Her father took ill about the time the Lake Stevens center opened. She spent a great deal of time with him and less time focusing on the business. Her bookkeeper told her the new location was struggling.

“She kept telling me, ‘We’re not doing so well, we’re not doing so well,’” Blades said. “I was so busy caring for my father that I just trusted her. I didn’t have enough safeguards in place.”

When the bookkeeper went on vacation, Blades met her accountant at the location on a routine visit. He asked for a financial statement on the business.

“I said there was a big stack of mail over here, but my bookkeeper told me not to open it,” Blades said. “He goes, ‘What do you mean not to open it?’ I was naive Lori.”

The stack of mail was filled with checks made out directly to the bookkeeper, Blades sad. Turns out the bookkeeper had embezzled $305,000 over three years. The bookkeeper was fired immediately and criminal charges were pursued. The woman spent time in prison.

“We learned a lot as a team about safeguards,” Blades said. “And I feel fairly certain that won’t happen to me again.”

Since then, she’s added locations in Mount Vernon and Smokey Point. Her corporate offices is in Mill Creek. The recession caused a hiccup in her growth, but she’s now looking to Bothell for a sixth location.

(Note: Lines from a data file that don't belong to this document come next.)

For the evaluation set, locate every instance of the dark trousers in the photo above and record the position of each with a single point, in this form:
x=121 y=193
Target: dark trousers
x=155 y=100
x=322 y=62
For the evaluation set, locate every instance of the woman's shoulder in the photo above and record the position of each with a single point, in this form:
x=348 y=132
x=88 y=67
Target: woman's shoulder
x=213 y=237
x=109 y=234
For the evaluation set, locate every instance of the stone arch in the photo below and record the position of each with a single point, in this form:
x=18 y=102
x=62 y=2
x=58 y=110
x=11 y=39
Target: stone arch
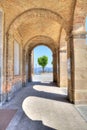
x=38 y=12
x=36 y=41
x=39 y=40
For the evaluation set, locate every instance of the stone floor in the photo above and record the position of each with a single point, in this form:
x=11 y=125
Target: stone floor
x=48 y=109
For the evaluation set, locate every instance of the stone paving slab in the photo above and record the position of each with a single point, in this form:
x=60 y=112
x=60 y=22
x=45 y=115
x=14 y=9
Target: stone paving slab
x=66 y=113
x=82 y=110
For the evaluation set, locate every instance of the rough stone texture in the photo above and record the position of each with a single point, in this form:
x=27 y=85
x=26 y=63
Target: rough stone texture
x=49 y=109
x=46 y=22
x=80 y=49
x=63 y=68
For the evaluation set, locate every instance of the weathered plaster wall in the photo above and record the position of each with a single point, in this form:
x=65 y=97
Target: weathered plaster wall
x=80 y=51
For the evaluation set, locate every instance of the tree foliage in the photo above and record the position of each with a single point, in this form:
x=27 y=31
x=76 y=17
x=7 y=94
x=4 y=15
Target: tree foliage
x=43 y=61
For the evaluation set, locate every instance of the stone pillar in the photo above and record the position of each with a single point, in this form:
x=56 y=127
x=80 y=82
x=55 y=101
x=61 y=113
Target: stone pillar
x=1 y=56
x=23 y=67
x=63 y=67
x=55 y=66
x=80 y=50
x=29 y=68
x=32 y=62
x=58 y=74
x=10 y=65
x=70 y=62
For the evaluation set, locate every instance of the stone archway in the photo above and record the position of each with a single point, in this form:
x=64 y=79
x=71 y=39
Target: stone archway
x=15 y=30
x=42 y=40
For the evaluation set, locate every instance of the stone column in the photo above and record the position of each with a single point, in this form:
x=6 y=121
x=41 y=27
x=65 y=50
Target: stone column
x=29 y=68
x=58 y=75
x=80 y=50
x=70 y=62
x=1 y=56
x=23 y=67
x=10 y=65
x=55 y=66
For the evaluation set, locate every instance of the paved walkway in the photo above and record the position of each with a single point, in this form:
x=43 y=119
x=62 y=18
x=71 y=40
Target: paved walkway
x=48 y=109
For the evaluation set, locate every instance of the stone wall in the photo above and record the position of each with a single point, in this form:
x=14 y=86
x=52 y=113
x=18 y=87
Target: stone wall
x=80 y=53
x=1 y=45
x=63 y=69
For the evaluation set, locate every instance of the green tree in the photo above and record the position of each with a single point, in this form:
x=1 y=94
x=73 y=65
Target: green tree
x=43 y=61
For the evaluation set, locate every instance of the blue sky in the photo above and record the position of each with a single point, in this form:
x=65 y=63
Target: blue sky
x=40 y=51
x=44 y=50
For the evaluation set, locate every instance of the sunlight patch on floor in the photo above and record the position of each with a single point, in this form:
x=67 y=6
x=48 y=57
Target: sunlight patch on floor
x=50 y=89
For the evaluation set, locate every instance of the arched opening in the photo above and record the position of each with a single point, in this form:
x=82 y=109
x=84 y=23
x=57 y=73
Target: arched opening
x=45 y=33
x=37 y=72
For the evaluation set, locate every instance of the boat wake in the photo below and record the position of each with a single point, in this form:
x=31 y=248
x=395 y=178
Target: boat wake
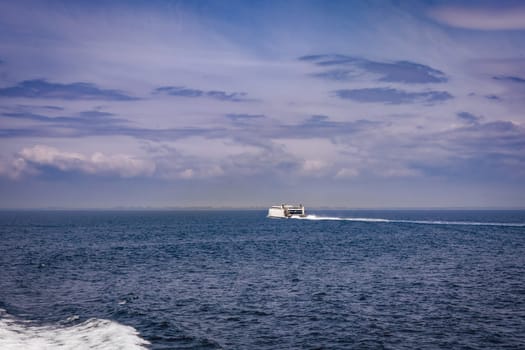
x=421 y=222
x=91 y=334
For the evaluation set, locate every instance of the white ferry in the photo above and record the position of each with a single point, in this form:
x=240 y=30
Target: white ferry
x=286 y=211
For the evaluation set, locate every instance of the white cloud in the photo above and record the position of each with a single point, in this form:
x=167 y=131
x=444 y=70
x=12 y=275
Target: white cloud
x=483 y=18
x=30 y=160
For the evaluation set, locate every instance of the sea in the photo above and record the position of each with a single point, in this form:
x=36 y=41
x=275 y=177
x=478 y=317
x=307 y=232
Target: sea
x=235 y=279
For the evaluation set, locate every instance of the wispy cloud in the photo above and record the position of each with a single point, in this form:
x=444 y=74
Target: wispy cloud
x=469 y=118
x=182 y=91
x=495 y=16
x=510 y=79
x=36 y=159
x=392 y=96
x=41 y=88
x=351 y=68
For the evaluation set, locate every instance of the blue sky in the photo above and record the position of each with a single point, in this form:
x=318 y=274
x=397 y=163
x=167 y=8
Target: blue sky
x=358 y=104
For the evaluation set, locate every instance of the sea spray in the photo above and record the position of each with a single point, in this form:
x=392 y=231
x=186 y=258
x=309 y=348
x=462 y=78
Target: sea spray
x=98 y=334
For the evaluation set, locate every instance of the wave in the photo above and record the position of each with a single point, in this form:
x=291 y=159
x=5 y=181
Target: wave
x=92 y=334
x=422 y=222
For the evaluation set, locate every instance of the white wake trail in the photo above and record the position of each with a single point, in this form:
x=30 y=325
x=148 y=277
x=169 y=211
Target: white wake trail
x=92 y=334
x=420 y=222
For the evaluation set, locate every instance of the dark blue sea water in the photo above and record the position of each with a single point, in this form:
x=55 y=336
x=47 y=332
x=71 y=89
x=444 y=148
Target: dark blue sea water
x=238 y=280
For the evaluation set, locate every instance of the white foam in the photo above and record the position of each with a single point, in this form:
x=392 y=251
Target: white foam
x=422 y=222
x=92 y=334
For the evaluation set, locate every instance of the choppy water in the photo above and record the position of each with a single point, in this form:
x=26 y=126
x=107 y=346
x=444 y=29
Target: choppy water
x=238 y=280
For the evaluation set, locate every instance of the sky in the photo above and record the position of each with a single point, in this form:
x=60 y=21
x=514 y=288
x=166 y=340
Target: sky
x=354 y=104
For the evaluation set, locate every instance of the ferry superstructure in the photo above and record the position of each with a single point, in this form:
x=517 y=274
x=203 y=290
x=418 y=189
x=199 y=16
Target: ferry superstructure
x=286 y=211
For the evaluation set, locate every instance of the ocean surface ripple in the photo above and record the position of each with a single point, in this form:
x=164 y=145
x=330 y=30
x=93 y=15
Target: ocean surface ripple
x=238 y=280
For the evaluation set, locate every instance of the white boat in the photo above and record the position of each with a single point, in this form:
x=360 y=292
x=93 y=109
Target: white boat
x=286 y=211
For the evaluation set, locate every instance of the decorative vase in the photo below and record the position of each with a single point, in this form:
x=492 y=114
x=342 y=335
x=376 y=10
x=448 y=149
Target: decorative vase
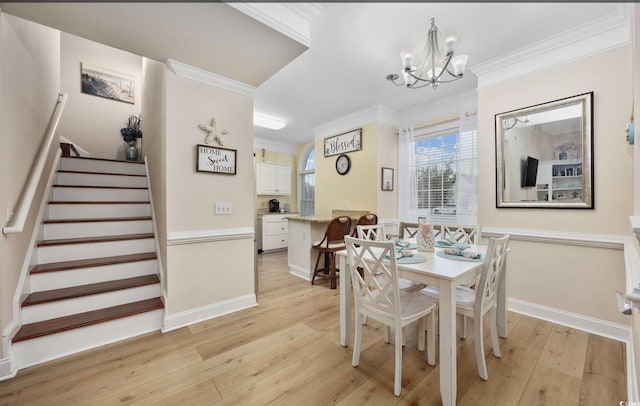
x=131 y=151
x=425 y=237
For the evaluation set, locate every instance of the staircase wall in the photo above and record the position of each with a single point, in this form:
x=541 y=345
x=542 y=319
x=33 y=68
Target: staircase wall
x=27 y=99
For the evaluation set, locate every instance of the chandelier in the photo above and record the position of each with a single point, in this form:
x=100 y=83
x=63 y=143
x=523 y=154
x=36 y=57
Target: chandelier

While Kids ‘N Us was located in leased spaces early, Blades has been able to buy all of her own buildings. (The last leased space is in Marysville, but she plans to move into a new building that she owns this summer.) Blades has been able to design the buildings to her specifications including a small door for the children at each lobby and small sinks and toilets for younger kids and toddlers.

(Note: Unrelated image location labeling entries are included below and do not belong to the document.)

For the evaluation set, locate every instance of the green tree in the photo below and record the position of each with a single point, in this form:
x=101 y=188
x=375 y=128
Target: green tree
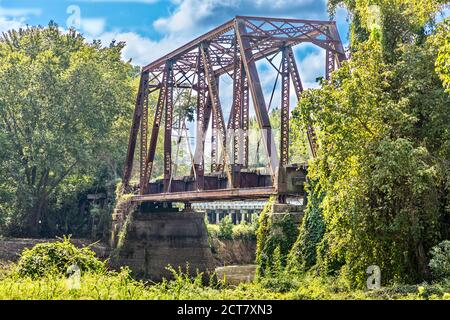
x=382 y=125
x=62 y=108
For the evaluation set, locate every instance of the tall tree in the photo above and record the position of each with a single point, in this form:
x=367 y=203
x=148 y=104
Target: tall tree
x=61 y=103
x=383 y=130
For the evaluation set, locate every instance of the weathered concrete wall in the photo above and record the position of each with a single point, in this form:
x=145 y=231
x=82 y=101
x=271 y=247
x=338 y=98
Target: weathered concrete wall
x=11 y=248
x=157 y=239
x=234 y=252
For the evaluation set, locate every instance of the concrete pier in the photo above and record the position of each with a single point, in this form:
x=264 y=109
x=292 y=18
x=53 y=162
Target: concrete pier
x=154 y=240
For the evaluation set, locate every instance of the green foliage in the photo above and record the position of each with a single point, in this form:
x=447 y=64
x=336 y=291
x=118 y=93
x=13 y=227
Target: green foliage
x=55 y=258
x=65 y=110
x=226 y=229
x=275 y=238
x=382 y=125
x=442 y=39
x=440 y=260
x=303 y=254
x=242 y=231
x=245 y=231
x=120 y=285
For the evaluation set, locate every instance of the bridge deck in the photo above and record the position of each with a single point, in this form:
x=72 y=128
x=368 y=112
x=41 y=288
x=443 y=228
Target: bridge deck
x=208 y=195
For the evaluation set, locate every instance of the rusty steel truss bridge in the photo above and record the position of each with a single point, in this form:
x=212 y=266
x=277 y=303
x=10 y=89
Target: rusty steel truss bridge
x=231 y=49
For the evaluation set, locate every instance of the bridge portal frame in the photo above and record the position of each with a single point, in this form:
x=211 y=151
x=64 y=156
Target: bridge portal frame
x=232 y=48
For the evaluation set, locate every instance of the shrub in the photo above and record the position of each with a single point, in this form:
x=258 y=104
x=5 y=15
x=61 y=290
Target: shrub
x=55 y=258
x=279 y=236
x=440 y=261
x=226 y=228
x=303 y=255
x=244 y=231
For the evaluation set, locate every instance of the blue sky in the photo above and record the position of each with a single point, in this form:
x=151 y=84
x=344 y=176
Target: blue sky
x=153 y=27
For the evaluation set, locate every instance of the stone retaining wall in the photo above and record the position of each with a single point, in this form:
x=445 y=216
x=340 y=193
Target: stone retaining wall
x=11 y=248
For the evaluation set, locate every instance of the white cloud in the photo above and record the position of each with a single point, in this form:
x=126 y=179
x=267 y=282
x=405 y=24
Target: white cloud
x=13 y=12
x=8 y=24
x=140 y=49
x=93 y=27
x=121 y=1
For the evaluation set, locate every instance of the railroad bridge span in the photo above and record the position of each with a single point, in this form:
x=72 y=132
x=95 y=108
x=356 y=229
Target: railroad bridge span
x=230 y=50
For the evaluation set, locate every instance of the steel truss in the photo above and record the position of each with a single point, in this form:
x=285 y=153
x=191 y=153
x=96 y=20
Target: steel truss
x=230 y=49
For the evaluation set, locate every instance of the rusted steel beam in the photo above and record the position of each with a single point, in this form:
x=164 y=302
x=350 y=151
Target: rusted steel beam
x=168 y=128
x=298 y=87
x=209 y=195
x=199 y=159
x=143 y=142
x=257 y=93
x=285 y=98
x=191 y=45
x=155 y=131
x=245 y=112
x=231 y=49
x=134 y=131
x=218 y=119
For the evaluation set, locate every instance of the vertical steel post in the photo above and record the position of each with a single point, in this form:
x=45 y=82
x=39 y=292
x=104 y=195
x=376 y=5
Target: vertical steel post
x=257 y=93
x=199 y=159
x=155 y=129
x=134 y=130
x=143 y=141
x=168 y=127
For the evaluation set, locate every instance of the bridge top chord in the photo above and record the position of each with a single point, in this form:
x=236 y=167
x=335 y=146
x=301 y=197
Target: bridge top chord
x=232 y=49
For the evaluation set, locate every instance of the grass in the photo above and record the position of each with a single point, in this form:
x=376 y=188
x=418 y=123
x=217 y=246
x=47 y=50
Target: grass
x=120 y=286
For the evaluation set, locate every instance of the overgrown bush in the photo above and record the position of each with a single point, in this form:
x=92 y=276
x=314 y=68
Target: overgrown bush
x=226 y=229
x=274 y=241
x=303 y=255
x=440 y=261
x=55 y=258
x=244 y=231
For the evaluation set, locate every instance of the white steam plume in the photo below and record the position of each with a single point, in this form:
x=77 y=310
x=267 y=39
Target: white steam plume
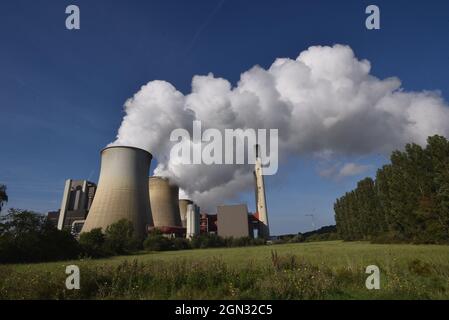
x=324 y=102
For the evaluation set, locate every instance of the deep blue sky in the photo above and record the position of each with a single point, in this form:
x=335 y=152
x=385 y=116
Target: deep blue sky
x=62 y=92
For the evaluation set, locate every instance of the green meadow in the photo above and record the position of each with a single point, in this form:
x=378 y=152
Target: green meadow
x=316 y=270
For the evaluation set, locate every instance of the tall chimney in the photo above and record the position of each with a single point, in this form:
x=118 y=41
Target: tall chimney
x=261 y=203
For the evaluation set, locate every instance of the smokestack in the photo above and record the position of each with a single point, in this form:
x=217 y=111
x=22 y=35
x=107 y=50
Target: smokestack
x=164 y=202
x=193 y=221
x=122 y=191
x=183 y=203
x=261 y=203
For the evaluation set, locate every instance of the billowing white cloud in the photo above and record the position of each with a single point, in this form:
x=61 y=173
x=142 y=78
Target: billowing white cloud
x=323 y=102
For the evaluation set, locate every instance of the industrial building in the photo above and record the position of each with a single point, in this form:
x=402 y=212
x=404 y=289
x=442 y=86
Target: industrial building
x=164 y=202
x=122 y=191
x=261 y=202
x=76 y=202
x=183 y=203
x=126 y=192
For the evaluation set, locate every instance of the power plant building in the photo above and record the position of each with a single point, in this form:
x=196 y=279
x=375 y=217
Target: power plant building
x=193 y=221
x=164 y=202
x=261 y=202
x=183 y=203
x=76 y=202
x=122 y=191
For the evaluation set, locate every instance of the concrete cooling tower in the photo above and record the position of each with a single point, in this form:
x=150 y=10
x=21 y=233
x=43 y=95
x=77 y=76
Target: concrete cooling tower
x=122 y=191
x=183 y=203
x=164 y=202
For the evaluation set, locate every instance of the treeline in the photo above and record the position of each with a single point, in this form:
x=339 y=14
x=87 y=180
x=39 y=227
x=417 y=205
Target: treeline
x=407 y=202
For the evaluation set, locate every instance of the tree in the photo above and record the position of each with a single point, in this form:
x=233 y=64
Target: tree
x=26 y=236
x=3 y=196
x=408 y=201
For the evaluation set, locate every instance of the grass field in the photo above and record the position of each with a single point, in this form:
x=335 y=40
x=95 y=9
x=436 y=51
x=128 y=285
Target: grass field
x=320 y=270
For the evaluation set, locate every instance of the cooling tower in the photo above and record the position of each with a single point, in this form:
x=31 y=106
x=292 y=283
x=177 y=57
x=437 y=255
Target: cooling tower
x=183 y=203
x=122 y=191
x=164 y=202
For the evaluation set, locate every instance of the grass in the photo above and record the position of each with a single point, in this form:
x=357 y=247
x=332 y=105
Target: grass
x=320 y=270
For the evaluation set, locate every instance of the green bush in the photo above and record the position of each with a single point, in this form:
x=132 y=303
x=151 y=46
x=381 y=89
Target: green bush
x=26 y=236
x=92 y=243
x=157 y=242
x=120 y=239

“It’s hard to potty train a little guy on a toilet that’s scary and tall for them,” Blades said. “Having child-sized and child-appropriate things for them, the environment is much safer and conducive for them to learn.”

She also was an early adopter of security cameras in the day cares, first with the cameras with video feeds into her office in Mill Creek. In 2002, she added web cameras to allow parents to watch their children during day care through a company called Grow With Me.

She credits the strength of her business to her long-term staff, which includes her husband, Kevin, and an ex-husband as well as both of her children, Brennan, 22, and Burnett, who is now 33.

Burnett works at Kids ‘N Us as a vice president. She’s also a consumer of the business, dropping her toddler off at the Everett location.

“She’ll ultimately take over my job,” Blades said. “And my expectation is she’ll take this company much farther than I can.”